That is, unless a trade happens.
"We fully expect him to be on this team," said Farrell. "There's nothing to expect otherwise. He's the one in particular that we just said, 'Let's get the appropriate number of at-bats that Spring Training would provide,' and we'll go from there. His attitude has been great. He understands the situation that he's in. He understands that, coming off last year, we had to make decisions to improve the team, and he's got to compete for at-bats. He's more than willing to embrace that."
But if everyone gets though camp healthy, and Craig (0-for-4 against the Cardinals) indeed winds up on the depth chart as a bench player, it could be a strange feeling for a right-handed hitter who was one of the most productive in the National League not so long ago.
"It'll be an adjustment -- how difficult remains to be seen," said Farrell. "He's been accustomed to being an everyday player."
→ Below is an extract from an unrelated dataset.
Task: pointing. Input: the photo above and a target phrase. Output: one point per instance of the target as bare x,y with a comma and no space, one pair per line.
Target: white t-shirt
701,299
Give Craig credit for this: He continues to say all the right things, and hasn't expressed the slightest bit of displeasure about his uncertain role.
"I think time will tell," Craig said. "Obviously, things need to play out a little bit. I'm just focusing on taking it one day at a time, having good at-bats and just playing the game, being a good teammate. Things will take care of themselves."
With Craig's versatility, Farrell can at least mix and match him from the outfield to first base to designated hitter.
But Boston's three starting outfielders all hit right-handed, and so, too, does first baseman Mike Napoli. Craig could be a fit to give David Ortiz a rest against a tough lefty, but how often will Ortiz be out of Boston's lineup?
"Allen is aware that he's in a role that will be similar to what we had him in last year, which will move him around the field with some versatility," said Farrell. "That's why we asked Allen to focus on Spring Training, get things right and see how things evolve from there."
Last year was by far the worst of Craig's career, as he hit .215 with eight homers, 46 RBIs and a .594 OPS.
Given that Craig is 30 years old, and doesn't cost a lot (an aggregate $25.5 million due over the next three seasons) given his potential productivity, it would be foolish to give up on him now.
"You know, again, we've always felt that despite what he went through last year, there's a productive hitter here, one that's got a proven track record," said Farrell. "Timing is better. He's in good shape. The foot issue is behind him. We expect him to regain his ability to hit, or [regain] the levels he hit to previously."